Service ‘goxdcr’ exited with status 1. Restarting. Messages: XmemNozzle 2017-08-03T22:31:02.149+02:00 [ERROR] xmem_06189a4a72b9f0553d754f56502b5e0a/default/savecart_bkp_cbbackup.savecart:11210_0 Received recoverable error in response. Response status=TMPFAIL, err = , response=[129 162 0 0 0 0 0 134 0 0 0 0 0 0 2 202 0 0 0 0 0 0 0 0]
XmemNozzle 2017-08-03T22:31:02.149+02:00 [ERROR] xmem_06189a4a72b9f0553d754f56502b5e0a/default/savecart_bkp_cbbackup.savecart:11210_0 Received recoverable error in response. Response status=TMPFAIL, err = , response=[129 162 0 0 0 0 0 134 0 0 0 0 0 0 2 203 0 0 0 0 0 0 0 0]
XmemNozzle 2017-08-03T22:31:02.149+02:00 [ERROR] xmem_06189a4a72b9f0553d754f56502b5e0a/default/savecart_bkp_cbbackup.savecart:11210_0 Received recoverable error in response. Response status=TMPFAIL, err = , response=[129 162 0 0 0 0 0 134 0 0 0 0 0 0 2 204 0 0 0 0 0 0 0 0]
XmemNozzle 2017-08-03T22:31:02.149+02:00 [ERROR] xmem_06189a4a72b9f0553d754f56502b5e0a/default/savecart_bkp_cbbackup.savecart:11210_0 Received recoverable error in response. Response status=TMPFAIL, err = , response=[129 162 0 0 0 0 0 134 0 0 0 0 0 0 2 205 0 0 0 0 0 0 0 0]

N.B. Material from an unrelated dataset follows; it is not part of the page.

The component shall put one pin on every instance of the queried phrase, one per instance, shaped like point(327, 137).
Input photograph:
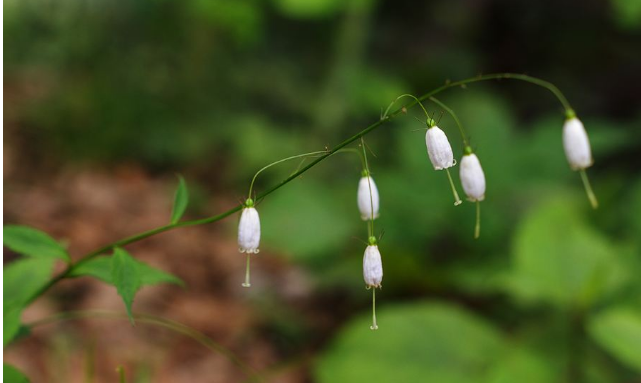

[goport] 2017/08/03 22:31:04 /opt/couchbase/bin/goxdcr terminated: signal: killed

Service ‘memcached’ exited with status 137. Restarting. Messages: 2017-08-03T22:29:52.215455+02:00 WARNING (reco) DCP (Producer) eq_dcpq:replication:ns_1@cb2.savecart->ns_1@cb4.savecart:reco - (vb 901) stream created with start seqno 6127 and end seqno 18446744073709551615
2017-08-03T22:29:52.215503+02:00 WARNING (reco) DCP (Producer) eq_dcpq:replication:ns_1@cb2.savecart->ns_1@cb4.savecart:reco - (vb 902) stream created with start seqno 6382 and end seqno 18446744073709551615
2017-08-03T22:29:52.215655+02:00 WARNING (reco) DCP (Producer) eq_dcpq:replication:ns_1@cb2.savecart->ns_1@cb4.savecart:reco - (vb 903) stream created with start seqno 6152 and end seqno 18446744073709551615
2017-08-03T22:29:52.215820+02:00 WARNING (reco) DCP (Producer) eq_dcpq:replication:ns_1@cb2.savecart->ns_1@cb4.savecart:reco - (vb 904) stream created with start seqno 6612 and end seqno 18446744073709551615
2017-08-03T22:30:37.297558+02:00 WARNING 70: Slow STAT operation on connection (127.0.0.1:34157 => 127.0.0.1:11209): 1398 ms

I took 40 minuts for the cluser to get up. During the last attempt, it took 154 seconds for small bucket to get up and 214 second form the biggest one.
Our outsourced admins claim that we should upgrade to 4.5. Ad it would solve the problem. Would it? The cluster is up for about 200 days.